Donations are catalysts for UWM ventures

    The University of Wisconsin-Milwaukee is not allowing its landlocked campus limitations to stifle its educational mission or its economic impact on the city.

    With the simultaneous development of the UWM School of Freshwater Sciences facilities in the Walker’s Point neighborhood, the UWM Innovation Campus in Wauwatosa and the UWM Joseph Zilber School of Public Health in the former Pabst Brewery in Milwaukee, UWM is putting a lot of cranes to work in the city’s skyline.

    All three of those major projects are using donations from the private sector to gain momentum.

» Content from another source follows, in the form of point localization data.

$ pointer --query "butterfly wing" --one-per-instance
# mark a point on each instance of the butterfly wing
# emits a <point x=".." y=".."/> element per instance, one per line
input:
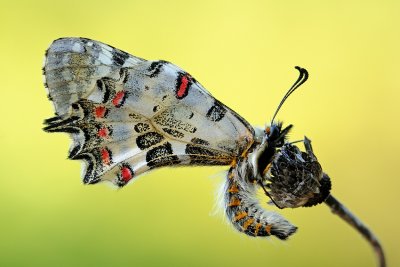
<point x="127" y="115"/>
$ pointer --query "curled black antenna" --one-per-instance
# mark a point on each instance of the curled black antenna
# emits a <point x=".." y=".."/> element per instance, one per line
<point x="303" y="76"/>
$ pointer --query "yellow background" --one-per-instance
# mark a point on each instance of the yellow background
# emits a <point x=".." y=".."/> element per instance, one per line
<point x="243" y="52"/>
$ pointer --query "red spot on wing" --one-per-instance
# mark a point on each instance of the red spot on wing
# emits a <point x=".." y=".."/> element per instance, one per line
<point x="100" y="111"/>
<point x="103" y="132"/>
<point x="126" y="173"/>
<point x="183" y="87"/>
<point x="118" y="99"/>
<point x="105" y="156"/>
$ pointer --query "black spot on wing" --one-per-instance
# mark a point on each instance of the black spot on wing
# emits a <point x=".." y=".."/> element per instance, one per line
<point x="149" y="139"/>
<point x="119" y="57"/>
<point x="141" y="127"/>
<point x="201" y="155"/>
<point x="216" y="112"/>
<point x="155" y="68"/>
<point x="161" y="156"/>
<point x="174" y="133"/>
<point x="156" y="108"/>
<point x="200" y="141"/>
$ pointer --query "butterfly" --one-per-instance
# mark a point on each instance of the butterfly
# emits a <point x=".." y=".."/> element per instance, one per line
<point x="127" y="116"/>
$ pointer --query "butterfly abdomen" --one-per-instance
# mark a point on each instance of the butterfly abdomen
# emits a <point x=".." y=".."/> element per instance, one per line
<point x="244" y="211"/>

    Kikkoman Foods Inc., a subsidiary of Tokyo-based Kikkoman Corp., recently announced it will make a $1 million contribution to UWM “to advance the study of safe and sustainable drinking water.”

    The announcement was made as part of Kikkoman’s 40th anniversary celebration of the opening of its plant in Walworth. The contribution to UWM will be used to establish the Kikkoman Healthy Waters Environmental Health Laboratories in the university’s College of Life Sciences.

    The new Kikkoman Laboratories will be located in the School of Freshwater Sciences building overlooking the Milwaukee Harbor along Greenfield Avenue, where UWM is in the midst of a $53 million expansion. In addition, the UWM Real Estate Foundation and the Milwaukee Water Council are developing a public-private facility at the Reed Street Yards in Walker’s Point.

    Across town, UWM Chancellor Michael Lovell announced that the UWM Innovation Campus will receive a $2 million donation from philanthropist Michael Cudahy.

    Located adjacent to the Milwaukee Regional Medical Center, the UWM Innovation Campus will be a place where business and industry meet academic research to launch intellectual property for the new century.

    In addition to work on the university’s Innovation Accelerator building, funded in part by a $5.4 million federal grant, construction of the regional headquarters of ABB Inc., the first private development at the site, is also under way.

    ABB and developer Zilber Property Group announced in January plans to develop a 95,000-square-foot building at Innovation Campus. Slated to be completed next year, the building will house 350 employees, including 100 engineers and scientists.

    “One of the basics I think is that you try and give back to help others, and you use your knowledge to do that,” said Cudahy, who recently received the BizTimes Lifetime Achievement Award.

    “Through his support, Michael Cudahy has demonstrated that he shares our belief that Innovation Campus will make the maximum impact on this region,” Lovell said. “On behalf of our university, I offer my deep thanks for his contribution.”

    Meanwhile, the Zilber School of Public Health is up and running at the former Pabst Brewery complex on North 10th Street between Juneau Avenue and Winnebago Street.

    The Brewery Project was started by the late Joseph Zilber to redevelop the site. Zilber contributed $10 million to the UWM School of Public Health project.